A direção do hospital calcula que pelo menos R$ 180 mil foram embolsados por ele com esta fraude, mas o valor pode chegar a R$ 300 mil. O médico Adair Penso foi procurado pela reportagem mas não atendeu as ligações.

O Conselho Regional de Medicina disse que tomou conhecimento das investigações ao ser procurado pela imprensa. Informou que abriu uma sindicância para avaliar a possível responsabilidade do médico, o que pode resultar em um processo disciplinar a ser julgado pelo tribunal do conselho.

Suspeita

As fraudes partiriam da sala de radiografia do hospital. O médico era responsável pelos laudos de tomografia e ressonância magnética.

A direção disse que foram três anos adulterando exames para embolsar dinheiro público de forma irregular. Nesse período, foram quase 1,5 mil laudos falsificados, a maioria de oncologia.

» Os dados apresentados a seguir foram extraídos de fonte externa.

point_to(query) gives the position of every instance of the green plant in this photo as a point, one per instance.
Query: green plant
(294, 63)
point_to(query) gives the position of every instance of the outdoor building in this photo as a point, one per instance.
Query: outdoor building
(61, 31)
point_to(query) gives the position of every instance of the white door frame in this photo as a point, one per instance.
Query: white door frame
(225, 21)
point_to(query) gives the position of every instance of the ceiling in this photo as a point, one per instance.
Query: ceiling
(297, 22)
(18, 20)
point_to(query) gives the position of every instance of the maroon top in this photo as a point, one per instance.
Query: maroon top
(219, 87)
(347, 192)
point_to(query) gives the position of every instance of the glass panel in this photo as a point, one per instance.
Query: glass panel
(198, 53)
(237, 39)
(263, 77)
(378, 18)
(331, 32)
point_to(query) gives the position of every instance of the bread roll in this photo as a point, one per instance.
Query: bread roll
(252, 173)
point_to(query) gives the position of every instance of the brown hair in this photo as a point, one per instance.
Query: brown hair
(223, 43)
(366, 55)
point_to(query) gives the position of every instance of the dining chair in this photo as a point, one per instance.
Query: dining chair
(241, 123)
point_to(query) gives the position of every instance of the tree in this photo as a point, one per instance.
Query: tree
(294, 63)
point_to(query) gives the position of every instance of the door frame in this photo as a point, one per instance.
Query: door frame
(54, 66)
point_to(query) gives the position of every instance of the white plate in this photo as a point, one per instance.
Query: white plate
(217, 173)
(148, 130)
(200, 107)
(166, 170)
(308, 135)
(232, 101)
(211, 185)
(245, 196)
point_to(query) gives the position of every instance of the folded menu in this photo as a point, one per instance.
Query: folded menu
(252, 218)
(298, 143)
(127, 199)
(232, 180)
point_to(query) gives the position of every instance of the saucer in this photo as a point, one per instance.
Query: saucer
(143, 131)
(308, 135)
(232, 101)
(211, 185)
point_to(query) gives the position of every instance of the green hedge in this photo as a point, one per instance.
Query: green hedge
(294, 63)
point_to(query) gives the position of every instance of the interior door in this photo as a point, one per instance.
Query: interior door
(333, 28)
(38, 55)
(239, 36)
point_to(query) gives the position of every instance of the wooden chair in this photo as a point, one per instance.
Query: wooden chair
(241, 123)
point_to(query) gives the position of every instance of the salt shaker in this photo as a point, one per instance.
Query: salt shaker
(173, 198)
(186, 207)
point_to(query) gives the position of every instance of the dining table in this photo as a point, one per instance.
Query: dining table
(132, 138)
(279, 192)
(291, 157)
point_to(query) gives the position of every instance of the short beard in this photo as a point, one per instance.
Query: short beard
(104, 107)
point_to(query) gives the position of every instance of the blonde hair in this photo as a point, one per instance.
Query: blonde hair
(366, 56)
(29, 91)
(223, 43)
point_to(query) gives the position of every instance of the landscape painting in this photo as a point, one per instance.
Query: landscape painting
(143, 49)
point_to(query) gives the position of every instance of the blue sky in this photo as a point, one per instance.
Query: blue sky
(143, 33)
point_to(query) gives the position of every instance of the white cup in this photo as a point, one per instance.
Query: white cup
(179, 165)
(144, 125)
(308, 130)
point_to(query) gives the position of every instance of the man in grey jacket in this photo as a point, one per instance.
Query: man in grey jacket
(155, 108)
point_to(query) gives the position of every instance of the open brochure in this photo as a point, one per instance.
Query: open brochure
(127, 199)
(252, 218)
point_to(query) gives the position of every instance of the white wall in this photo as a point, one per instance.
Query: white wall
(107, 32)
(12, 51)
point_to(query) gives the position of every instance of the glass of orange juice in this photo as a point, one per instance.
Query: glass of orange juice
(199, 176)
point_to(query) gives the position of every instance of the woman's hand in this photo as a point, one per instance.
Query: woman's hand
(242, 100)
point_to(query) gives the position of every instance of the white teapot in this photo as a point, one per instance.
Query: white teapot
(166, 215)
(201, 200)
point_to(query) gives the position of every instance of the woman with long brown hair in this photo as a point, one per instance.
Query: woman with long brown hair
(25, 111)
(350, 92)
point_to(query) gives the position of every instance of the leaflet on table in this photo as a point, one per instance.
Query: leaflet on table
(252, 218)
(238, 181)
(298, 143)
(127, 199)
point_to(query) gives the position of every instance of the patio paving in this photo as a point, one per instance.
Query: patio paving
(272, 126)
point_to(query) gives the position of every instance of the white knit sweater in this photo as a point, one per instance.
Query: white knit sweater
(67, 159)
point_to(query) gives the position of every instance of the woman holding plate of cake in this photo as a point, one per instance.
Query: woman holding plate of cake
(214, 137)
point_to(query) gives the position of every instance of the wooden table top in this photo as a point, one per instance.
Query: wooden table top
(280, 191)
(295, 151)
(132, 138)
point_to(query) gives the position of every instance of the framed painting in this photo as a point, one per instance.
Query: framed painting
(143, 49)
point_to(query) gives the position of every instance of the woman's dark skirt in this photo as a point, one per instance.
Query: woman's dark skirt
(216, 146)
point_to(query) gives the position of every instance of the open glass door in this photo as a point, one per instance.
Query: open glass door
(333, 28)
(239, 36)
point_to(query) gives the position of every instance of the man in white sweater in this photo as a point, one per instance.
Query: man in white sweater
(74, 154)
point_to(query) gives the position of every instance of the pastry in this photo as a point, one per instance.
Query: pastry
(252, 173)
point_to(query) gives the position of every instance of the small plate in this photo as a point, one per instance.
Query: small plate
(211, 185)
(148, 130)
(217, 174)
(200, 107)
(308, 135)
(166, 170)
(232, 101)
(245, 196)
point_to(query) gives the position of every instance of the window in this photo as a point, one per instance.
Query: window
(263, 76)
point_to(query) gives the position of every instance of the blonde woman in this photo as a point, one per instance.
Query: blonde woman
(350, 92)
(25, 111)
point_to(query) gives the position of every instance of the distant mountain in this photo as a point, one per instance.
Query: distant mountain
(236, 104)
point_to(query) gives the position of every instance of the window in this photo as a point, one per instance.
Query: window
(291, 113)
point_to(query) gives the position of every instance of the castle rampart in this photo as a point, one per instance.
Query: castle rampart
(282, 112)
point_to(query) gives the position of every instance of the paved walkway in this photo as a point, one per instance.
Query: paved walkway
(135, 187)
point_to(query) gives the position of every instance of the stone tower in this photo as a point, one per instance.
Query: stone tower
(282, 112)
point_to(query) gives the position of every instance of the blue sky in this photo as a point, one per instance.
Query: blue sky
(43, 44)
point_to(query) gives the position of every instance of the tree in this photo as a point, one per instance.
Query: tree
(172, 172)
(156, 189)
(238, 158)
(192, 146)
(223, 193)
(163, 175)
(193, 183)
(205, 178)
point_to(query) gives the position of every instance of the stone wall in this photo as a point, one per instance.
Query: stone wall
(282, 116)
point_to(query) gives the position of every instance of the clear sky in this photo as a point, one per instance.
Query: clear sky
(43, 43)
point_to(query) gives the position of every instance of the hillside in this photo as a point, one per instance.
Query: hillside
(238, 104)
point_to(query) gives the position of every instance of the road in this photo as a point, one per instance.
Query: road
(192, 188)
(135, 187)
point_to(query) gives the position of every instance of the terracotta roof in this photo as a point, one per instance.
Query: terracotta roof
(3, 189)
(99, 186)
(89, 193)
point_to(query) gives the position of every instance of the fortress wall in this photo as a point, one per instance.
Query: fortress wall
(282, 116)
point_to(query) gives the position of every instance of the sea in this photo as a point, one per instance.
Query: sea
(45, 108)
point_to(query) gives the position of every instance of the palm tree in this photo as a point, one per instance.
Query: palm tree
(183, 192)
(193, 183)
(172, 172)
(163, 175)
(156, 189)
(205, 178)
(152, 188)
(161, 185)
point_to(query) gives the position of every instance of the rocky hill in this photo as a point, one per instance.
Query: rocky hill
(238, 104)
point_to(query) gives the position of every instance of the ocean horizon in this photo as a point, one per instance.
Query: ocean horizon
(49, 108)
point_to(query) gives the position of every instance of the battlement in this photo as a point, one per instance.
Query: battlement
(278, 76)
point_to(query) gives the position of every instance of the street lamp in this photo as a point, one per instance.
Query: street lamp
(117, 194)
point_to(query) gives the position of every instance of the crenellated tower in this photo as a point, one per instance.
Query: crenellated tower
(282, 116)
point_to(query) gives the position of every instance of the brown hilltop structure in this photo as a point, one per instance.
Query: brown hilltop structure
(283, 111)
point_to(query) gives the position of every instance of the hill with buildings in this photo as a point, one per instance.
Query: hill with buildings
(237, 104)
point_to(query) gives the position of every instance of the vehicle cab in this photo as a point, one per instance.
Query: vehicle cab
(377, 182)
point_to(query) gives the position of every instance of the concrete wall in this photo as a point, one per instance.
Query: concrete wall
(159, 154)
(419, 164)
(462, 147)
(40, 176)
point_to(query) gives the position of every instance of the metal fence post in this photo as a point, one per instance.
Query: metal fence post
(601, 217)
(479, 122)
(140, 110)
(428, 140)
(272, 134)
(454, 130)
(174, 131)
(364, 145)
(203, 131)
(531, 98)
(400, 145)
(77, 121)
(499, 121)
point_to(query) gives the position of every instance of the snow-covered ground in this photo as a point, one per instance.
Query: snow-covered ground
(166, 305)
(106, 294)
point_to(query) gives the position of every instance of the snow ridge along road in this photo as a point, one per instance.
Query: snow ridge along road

Um exame feito dois anos atrás, por exemplo, tinha a data alterada para parecer feito de novo. Assim, o médico conseguia aumentar a produção e receber mais. Ele chegou a ganhar o dobro do salário: quase R$ 50 mil.

Houve casos em que a data do atendimento é a mesma, somente a data do resultado do exame é mudada.

Descoberta

As fraudes foram descobertas durante uma auditoria interna, segundo a diretora do hospital, Beatriz Montemezzo: "Foi constatado que nós estávamos com a [aparelhagem de] ressonância magnética quebrada e existiam laudos de ressonância e foi questionado ao medico e ele não manifestou nem sim e nem não. Imediatamente a gente solicitou que ele esclarecesse os fatos e no outro dia ele acabou exonerando".

O médico foi exonerado em junho e responde a um processo disciplinar. Quando terminar, o caso deve ser encaminhado para o Ministério Público de Santa Catarina (MPSC) e ele pode ter de devolver o valor embolsado.

A diretora do hospital disse que mesmo tendo usado informações de pacientes, as fraudes não chegaram a prejudicá-los: "Assim que nós constatamos essa situação também, imediatamente o nosso sistema de informática, junto com a Secretaria de Estado da Saúde, em Florianópolis, buscou maneiras de retornar ao exame original para que nenhum paciente tenha ou obtivesse um prejuízo com relação a esse laudo com data adulterada".